Enterprise owners can now use new credential management actions to respond decisively to high-impact security incidents in their GitHub Enterprise Cloud enterprise accounts. These new capabilities are available for enterprise managed users (EMU) and enterprises with personal accounts that have enabled single sign-on (SSO) for the enterprise or its organizations.

If your enterprise is affected by compromised keys and tokens, enterprise owners can now take the following comprehensive actions for investigation and mitigation purposes:

  • Review counts of credentials that are authorized via SSO for one or more organizations in your enterprise
  • Temporarily block SSO for all users except enterprise owners to reduce the blast radius while you investigate
  • Revoke SSO authorizations for user credentials (personal access tokens, SSH keys, and OAuth tokens) across your enterprise
  • Delete user tokens and SSH keys across your enterprise, even if they don’t have an SSO authorization.

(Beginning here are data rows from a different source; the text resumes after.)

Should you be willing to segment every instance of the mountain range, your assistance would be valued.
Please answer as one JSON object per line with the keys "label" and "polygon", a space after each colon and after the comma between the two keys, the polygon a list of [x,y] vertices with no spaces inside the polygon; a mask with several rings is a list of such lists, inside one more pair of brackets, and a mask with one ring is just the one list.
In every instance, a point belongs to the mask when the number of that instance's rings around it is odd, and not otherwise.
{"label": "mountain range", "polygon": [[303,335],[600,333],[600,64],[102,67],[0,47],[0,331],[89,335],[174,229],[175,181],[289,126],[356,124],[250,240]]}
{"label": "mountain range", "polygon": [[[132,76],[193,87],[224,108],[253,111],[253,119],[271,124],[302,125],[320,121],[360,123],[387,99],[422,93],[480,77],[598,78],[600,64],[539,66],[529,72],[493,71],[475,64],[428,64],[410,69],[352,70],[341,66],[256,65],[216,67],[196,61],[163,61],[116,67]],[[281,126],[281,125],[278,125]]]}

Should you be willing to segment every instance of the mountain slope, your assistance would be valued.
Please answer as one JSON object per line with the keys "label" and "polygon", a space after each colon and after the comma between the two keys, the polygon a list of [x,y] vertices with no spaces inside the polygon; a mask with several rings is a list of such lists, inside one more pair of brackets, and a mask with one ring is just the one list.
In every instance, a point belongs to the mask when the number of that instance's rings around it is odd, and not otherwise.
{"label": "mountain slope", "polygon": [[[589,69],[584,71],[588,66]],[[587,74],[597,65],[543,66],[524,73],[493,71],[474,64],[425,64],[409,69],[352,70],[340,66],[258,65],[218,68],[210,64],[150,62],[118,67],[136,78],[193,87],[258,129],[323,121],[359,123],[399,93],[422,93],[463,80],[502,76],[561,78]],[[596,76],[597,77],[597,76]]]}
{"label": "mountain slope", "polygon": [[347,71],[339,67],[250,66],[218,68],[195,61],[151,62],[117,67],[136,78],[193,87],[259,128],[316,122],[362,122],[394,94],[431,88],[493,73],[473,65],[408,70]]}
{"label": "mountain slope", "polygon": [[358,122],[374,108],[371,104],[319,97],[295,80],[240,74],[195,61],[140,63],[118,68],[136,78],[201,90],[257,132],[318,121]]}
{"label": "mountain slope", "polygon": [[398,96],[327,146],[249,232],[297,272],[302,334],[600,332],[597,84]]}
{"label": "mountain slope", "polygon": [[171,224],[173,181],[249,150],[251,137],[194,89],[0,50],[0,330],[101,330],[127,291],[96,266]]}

This action is available only for EMU accounts.

Enterprise credential management page in an EMU enterprise, showing credential counts and incident response actions.

Use these actions only during major security incidents because they can break automations and disrupt developer workflows. Enterprise owners could get more context about the revoked and deleted credentials from the audit logs emitted by each of the new actions above. For regular token rotation at scale, we recommend setting maximum token lifetimes that best fit your security practices.

We’re also introducing a new fine-grained permission, Manage enterprise credentials, so enterprise owners can delegate credential management to trusted administrators who could then use the above actions when needed.